R: Isso depende da legislação e, sobretudo, da Constituição de cada país. Na Argentina, por exemplo, a Constituição diz que as normas internacionais prevalecem, inclusive, sobre as normas da Constituição daquele país. Já no Brasil, os Tratados e Convenções Internacionais têm efeito de legislação comum, isto é, abaixo da norma constitucional. Como previsto nos parágrafos 2 a 4 do art. 5º do texto constitucional que se refere aos direitos fundamentais, a saber:

Portanto, pela norma do § 2º do art. 5º da Constituição da República Federativa do Brasil, os direitos garantidos na Constituição não excluem os dos Tratados ou Convenções de que o Brasil seja parte. Mas, para ter força igual as normas constitucionais, como previsto no § 3º, acrescido pela Emenda Constitucional nº 45/2004, somente se o texto do Tratado ou Convenção for aprovado em cada Casa do Congresso Nacional (Senado e Câmara Federal) em dois turnos e por três quintos dos votos do total de senadores e deputados.

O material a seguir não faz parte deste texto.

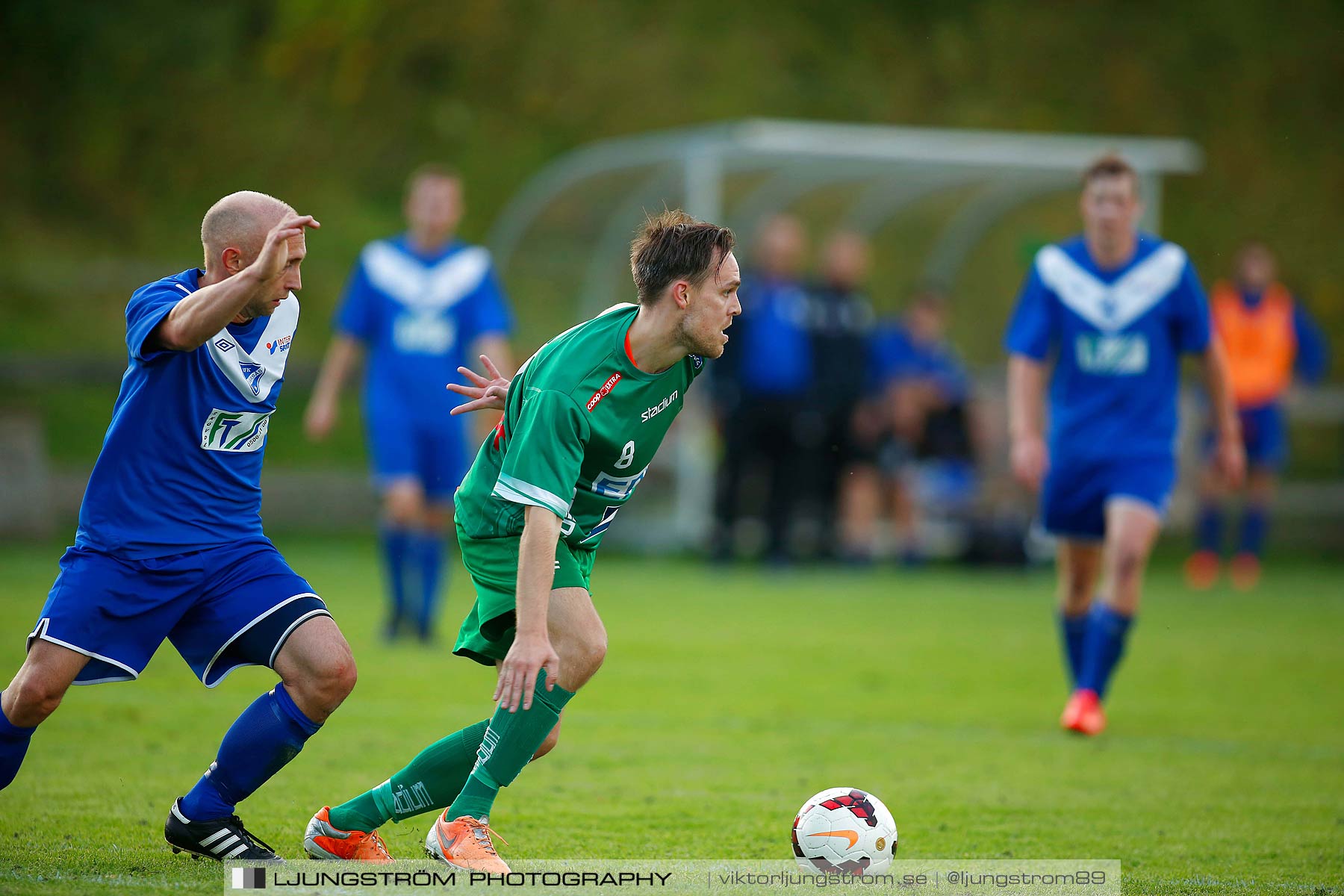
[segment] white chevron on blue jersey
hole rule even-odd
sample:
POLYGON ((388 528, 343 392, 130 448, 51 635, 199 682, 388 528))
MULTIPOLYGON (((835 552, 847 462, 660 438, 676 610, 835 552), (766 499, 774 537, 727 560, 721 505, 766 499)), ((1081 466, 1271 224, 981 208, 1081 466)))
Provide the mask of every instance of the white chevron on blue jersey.
POLYGON ((387 240, 364 247, 360 261, 375 289, 418 312, 441 312, 462 301, 491 270, 491 254, 480 246, 425 265, 387 240))
POLYGON ((1067 308, 1105 332, 1121 330, 1142 317, 1176 287, 1184 270, 1185 250, 1175 243, 1165 243, 1110 285, 1083 270, 1058 246, 1046 246, 1036 254, 1042 282, 1067 308))
POLYGON ((276 309, 276 313, 266 320, 266 329, 262 330, 253 351, 245 352, 237 337, 228 333, 228 326, 224 326, 207 343, 210 357, 215 361, 215 367, 234 384, 239 395, 253 404, 265 402, 271 387, 285 375, 289 341, 293 340, 297 326, 298 300, 290 293, 276 309), (282 348, 273 352, 267 348, 269 345, 282 348))

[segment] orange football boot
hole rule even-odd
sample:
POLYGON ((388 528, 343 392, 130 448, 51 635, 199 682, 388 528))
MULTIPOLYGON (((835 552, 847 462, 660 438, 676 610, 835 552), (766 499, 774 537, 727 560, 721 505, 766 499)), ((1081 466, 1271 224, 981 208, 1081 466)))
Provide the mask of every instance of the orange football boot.
POLYGON ((331 806, 323 806, 304 832, 304 852, 310 858, 355 858, 390 862, 391 854, 376 830, 341 830, 332 826, 331 806))
POLYGON ((1185 559, 1185 584, 1193 591, 1207 591, 1218 583, 1218 555, 1196 551, 1185 559))
MULTIPOLYGON (((462 870, 481 870, 489 875, 507 875, 508 865, 495 852, 491 837, 499 837, 491 826, 478 818, 462 815, 448 819, 448 809, 434 819, 425 837, 425 852, 430 858, 445 861, 462 870)), ((505 845, 508 841, 500 837, 505 845)))
POLYGON ((1064 707, 1064 713, 1059 716, 1059 724, 1067 731, 1077 731, 1089 737, 1105 731, 1106 713, 1102 712, 1097 692, 1083 688, 1075 690, 1064 707))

A ex-juíza do trabalho ainda acrescentou “gostaria apenas de relembrar a lição tão antiga quanto importante do Abade Lacordaire no sentido de que:Entre o forte e o fraco, entre o rico e o pobre, entre o trabalhador e o patrão, a lei liberta, a liberdade escraviza. É justamente o que ocorre quando se pretende deixar em plena liberdade o direito de constituir sindicatos ou de neles se associar ou quando se pretendem alterações legais que façam prevalecer o negociado sobre o legislado, como parece já estar, novamente, em discussão entre nós" finalizou Mara Loguércio.